サイバー老人ホーム

8.山陰ジオパークの旅

 昨年夏(平成23年)、山陰ジオパークの旅に出かけた。メンバーは何時もの通り、10人連れである。実は、「青春18キップの旅」は年一回と決めていた。そう言うルールが有るわけではなく、私が勝手に決めたのである。

 まあ、経済的理由に挙げるほど金はかかっていないが、これって、結構疲れるものである。尤も、各駅停車マニアのEさんなどは、年に何回となくやっていて、おまけに上州草津まで一日で行くと云う豪の者だから、これしきの事でへこたれていたら笑われてしまう。

 尤も、Mさん自身は、長年の御苦労がたたったのか、前立腺不調で暫く自重している。その分奥方が「青春18キップ」の仲間として、夫君の分までも一気に取り返しているようである。

 さて、少々敬遠気味のこの「山陰ジオパークの旅」を提案してきたのは、春の紀伊半島一周の旅に同行したMさんである。Mさんも、私とほぼ同じ病持ちと云うことで、折角同病の士が申し出たことであり、よっしゃあ、それでは行くかと云う事になったのである。
 尤も、Mさんは、「山陰ジオパークの旅」を推奨したわけではなく、「どこかに行こうや」云ったので、私が勝手に「よっしゃあ」と云っただけである。

 そんなわけで、私としたら、少々気乗りしなかった事もあって、ごく手近のところと云うことで、「山陰ジオパークの旅」となった次第である。

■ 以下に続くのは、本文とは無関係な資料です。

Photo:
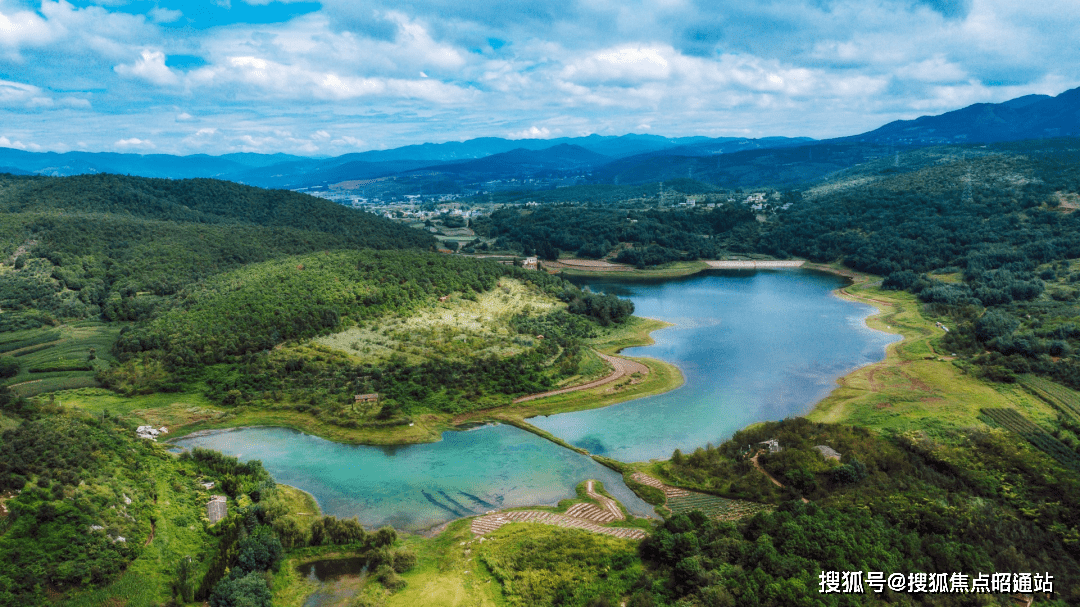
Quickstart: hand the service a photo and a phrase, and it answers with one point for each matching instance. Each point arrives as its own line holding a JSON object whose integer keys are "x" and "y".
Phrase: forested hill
{"x": 202, "y": 201}
{"x": 79, "y": 247}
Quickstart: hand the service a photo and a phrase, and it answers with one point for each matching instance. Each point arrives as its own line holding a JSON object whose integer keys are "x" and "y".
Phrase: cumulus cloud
{"x": 151, "y": 67}
{"x": 530, "y": 133}
{"x": 159, "y": 14}
{"x": 5, "y": 143}
{"x": 134, "y": 143}
{"x": 435, "y": 70}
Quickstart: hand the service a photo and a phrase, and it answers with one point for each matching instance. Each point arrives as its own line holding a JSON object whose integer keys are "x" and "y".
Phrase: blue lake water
{"x": 753, "y": 346}
{"x": 418, "y": 486}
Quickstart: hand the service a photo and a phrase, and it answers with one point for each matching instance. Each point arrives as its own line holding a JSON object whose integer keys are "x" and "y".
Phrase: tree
{"x": 248, "y": 591}
{"x": 184, "y": 585}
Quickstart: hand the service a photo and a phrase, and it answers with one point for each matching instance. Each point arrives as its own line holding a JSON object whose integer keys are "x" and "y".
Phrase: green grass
{"x": 177, "y": 533}
{"x": 715, "y": 507}
{"x": 59, "y": 358}
{"x": 1015, "y": 422}
{"x": 448, "y": 574}
{"x": 918, "y": 387}
{"x": 458, "y": 328}
{"x": 1064, "y": 399}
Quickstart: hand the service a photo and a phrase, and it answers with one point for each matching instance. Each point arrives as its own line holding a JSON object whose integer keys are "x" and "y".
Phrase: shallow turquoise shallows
{"x": 418, "y": 486}
{"x": 753, "y": 346}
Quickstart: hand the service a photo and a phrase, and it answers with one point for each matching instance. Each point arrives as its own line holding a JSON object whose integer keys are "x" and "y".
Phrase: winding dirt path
{"x": 771, "y": 477}
{"x": 622, "y": 367}
{"x": 606, "y": 502}
{"x": 489, "y": 523}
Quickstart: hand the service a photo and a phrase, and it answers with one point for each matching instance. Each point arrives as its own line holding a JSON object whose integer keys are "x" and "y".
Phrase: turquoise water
{"x": 753, "y": 346}
{"x": 418, "y": 486}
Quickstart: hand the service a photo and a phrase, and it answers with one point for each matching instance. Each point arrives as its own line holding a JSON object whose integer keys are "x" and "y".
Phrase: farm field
{"x": 714, "y": 507}
{"x": 1067, "y": 401}
{"x": 918, "y": 387}
{"x": 1015, "y": 422}
{"x": 64, "y": 358}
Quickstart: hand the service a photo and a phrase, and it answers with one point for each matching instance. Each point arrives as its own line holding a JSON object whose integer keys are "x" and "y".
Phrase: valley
{"x": 659, "y": 390}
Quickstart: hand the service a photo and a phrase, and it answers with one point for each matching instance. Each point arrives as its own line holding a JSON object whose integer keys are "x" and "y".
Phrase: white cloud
{"x": 134, "y": 143}
{"x": 159, "y": 14}
{"x": 5, "y": 143}
{"x": 530, "y": 133}
{"x": 151, "y": 67}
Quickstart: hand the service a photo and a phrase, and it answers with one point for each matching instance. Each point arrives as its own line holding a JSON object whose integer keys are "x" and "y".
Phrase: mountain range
{"x": 458, "y": 166}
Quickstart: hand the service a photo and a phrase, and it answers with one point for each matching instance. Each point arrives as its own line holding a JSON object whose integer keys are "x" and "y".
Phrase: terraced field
{"x": 63, "y": 358}
{"x": 1065, "y": 400}
{"x": 1012, "y": 420}
{"x": 714, "y": 507}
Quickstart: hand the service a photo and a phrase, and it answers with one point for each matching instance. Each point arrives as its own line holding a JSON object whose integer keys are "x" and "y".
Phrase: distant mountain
{"x": 292, "y": 172}
{"x": 524, "y": 162}
{"x": 1030, "y": 117}
{"x": 457, "y": 166}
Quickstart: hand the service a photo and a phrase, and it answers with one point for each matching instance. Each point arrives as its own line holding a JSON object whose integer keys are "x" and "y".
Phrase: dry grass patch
{"x": 458, "y": 327}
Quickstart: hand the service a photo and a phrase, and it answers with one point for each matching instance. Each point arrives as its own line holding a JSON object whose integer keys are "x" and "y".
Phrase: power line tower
{"x": 966, "y": 197}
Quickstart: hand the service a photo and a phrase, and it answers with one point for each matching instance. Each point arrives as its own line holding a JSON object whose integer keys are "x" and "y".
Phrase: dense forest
{"x": 108, "y": 245}
{"x": 984, "y": 502}
{"x": 234, "y": 322}
{"x": 84, "y": 498}
{"x": 985, "y": 235}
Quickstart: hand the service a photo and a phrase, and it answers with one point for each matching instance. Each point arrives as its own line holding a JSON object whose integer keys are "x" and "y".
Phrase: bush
{"x": 995, "y": 324}
{"x": 248, "y": 591}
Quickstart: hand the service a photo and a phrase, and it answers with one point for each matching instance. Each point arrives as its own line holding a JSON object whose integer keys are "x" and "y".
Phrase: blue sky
{"x": 335, "y": 77}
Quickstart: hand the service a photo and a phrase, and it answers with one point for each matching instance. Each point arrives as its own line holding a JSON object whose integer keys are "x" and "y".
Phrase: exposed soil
{"x": 622, "y": 367}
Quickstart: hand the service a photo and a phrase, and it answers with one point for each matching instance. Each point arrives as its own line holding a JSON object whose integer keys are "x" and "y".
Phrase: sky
{"x": 341, "y": 76}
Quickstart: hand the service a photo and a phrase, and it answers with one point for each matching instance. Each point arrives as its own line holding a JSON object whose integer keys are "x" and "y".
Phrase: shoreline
{"x": 429, "y": 428}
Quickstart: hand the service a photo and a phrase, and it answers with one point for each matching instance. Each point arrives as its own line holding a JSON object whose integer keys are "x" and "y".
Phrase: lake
{"x": 754, "y": 346}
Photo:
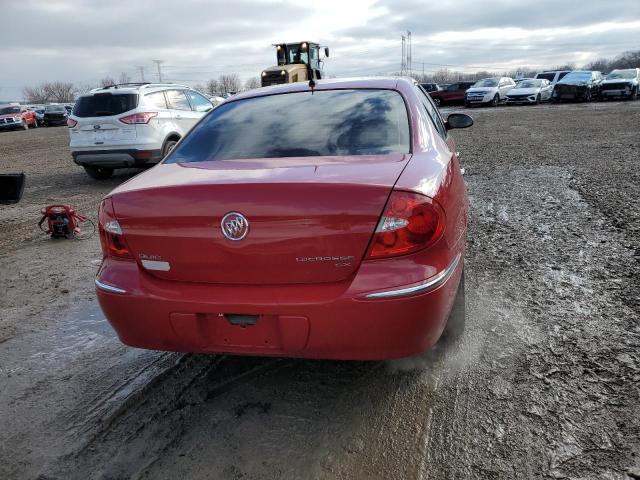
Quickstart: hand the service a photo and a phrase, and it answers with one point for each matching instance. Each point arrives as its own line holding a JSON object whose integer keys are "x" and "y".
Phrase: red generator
{"x": 63, "y": 221}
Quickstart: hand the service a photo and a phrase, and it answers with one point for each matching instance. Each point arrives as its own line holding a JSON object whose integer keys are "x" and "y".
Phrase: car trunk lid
{"x": 310, "y": 219}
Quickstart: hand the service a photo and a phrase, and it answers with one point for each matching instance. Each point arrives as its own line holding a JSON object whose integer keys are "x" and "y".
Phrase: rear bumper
{"x": 117, "y": 158}
{"x": 623, "y": 93}
{"x": 12, "y": 124}
{"x": 520, "y": 101}
{"x": 55, "y": 121}
{"x": 329, "y": 321}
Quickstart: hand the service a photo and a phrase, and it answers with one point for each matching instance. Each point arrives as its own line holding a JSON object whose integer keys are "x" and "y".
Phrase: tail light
{"x": 139, "y": 118}
{"x": 410, "y": 222}
{"x": 111, "y": 236}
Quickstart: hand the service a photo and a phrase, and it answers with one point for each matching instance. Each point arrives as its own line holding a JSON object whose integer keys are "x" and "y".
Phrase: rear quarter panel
{"x": 435, "y": 172}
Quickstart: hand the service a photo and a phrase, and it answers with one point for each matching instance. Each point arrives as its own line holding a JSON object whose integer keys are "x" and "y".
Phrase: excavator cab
{"x": 297, "y": 62}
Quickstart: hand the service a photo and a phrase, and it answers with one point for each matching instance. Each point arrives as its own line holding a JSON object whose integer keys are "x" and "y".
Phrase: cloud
{"x": 84, "y": 40}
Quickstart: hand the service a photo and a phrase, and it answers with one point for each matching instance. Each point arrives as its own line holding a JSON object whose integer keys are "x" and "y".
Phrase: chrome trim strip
{"x": 430, "y": 284}
{"x": 108, "y": 288}
{"x": 156, "y": 265}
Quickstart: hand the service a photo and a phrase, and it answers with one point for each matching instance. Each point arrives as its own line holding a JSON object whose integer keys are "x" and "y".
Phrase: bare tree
{"x": 212, "y": 87}
{"x": 230, "y": 83}
{"x": 251, "y": 83}
{"x": 60, "y": 91}
{"x": 106, "y": 81}
{"x": 124, "y": 78}
{"x": 37, "y": 94}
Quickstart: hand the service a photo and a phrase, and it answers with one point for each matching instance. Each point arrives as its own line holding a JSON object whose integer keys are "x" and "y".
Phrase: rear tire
{"x": 457, "y": 318}
{"x": 98, "y": 173}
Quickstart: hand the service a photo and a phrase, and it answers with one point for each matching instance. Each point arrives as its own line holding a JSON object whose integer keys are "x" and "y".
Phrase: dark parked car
{"x": 430, "y": 87}
{"x": 55, "y": 115}
{"x": 579, "y": 85}
{"x": 453, "y": 93}
{"x": 621, "y": 84}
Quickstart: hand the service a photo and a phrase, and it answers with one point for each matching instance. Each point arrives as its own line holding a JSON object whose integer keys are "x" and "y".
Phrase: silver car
{"x": 530, "y": 91}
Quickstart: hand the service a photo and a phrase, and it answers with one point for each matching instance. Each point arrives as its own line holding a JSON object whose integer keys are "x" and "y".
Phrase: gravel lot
{"x": 545, "y": 382}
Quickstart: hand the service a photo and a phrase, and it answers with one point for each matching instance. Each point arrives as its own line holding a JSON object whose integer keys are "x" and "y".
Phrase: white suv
{"x": 131, "y": 125}
{"x": 489, "y": 91}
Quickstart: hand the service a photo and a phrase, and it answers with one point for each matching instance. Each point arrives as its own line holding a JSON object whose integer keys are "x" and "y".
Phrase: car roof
{"x": 136, "y": 88}
{"x": 384, "y": 83}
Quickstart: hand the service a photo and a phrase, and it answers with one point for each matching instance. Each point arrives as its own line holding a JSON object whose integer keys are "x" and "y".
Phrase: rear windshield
{"x": 301, "y": 124}
{"x": 54, "y": 108}
{"x": 10, "y": 109}
{"x": 105, "y": 104}
{"x": 546, "y": 76}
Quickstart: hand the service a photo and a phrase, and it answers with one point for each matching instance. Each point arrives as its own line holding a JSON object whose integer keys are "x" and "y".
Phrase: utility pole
{"x": 409, "y": 69}
{"x": 403, "y": 65}
{"x": 140, "y": 69}
{"x": 158, "y": 63}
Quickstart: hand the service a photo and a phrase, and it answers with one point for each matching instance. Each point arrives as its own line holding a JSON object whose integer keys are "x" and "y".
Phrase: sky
{"x": 83, "y": 41}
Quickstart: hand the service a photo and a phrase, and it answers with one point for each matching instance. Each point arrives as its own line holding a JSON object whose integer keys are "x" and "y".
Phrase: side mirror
{"x": 458, "y": 120}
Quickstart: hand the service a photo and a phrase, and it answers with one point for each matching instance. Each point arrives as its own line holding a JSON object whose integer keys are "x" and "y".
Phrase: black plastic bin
{"x": 11, "y": 187}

 そもそも、「ジオパーク」なる言葉、近頃よく耳にする言葉だが、その意味するところは定かではない。そこで、早速、Goo辞書を牽いて見た。

 すると、驚くなかれ、「ジオパークとは、科学的・文化的に貴重な地質遺産を含む自然公園の事で、地質学(geology)と公園(park)を組み合わせた造語であり、地域の地史や地質現象を示す地質遺産を保全し、地球科学や環境問題などの自然を楽しむための公園である。日本語では、「地質遺産」と訳しているが誤訳であって、日本ジオパーク委員会では「大地の公園」と云う言葉を使っている」そうである。

 な〜るほど、これは大変なものである。浮かれた爺・婆が大口を開けて笑い転げておれる様なものではない。絶えて久しい、取って置きのスーツなど引っ張り出して、威儀を正して拝見しなければならないような代物である。

 さて、聊か前置きが長くなったが、斯くして、三度目になる山陰の旅への出発である。と思っていたら、間近になって言い出しっぺのMさんが体調不良のため不参加の旨、申し出てきた。なあ、これやでえ、年寄の先行きの予定などと云うのは・・・・。とにかく、誰もが明日をも知れない余命を抱えているから、その日になってみないと確定的な事は云えないと云うことである。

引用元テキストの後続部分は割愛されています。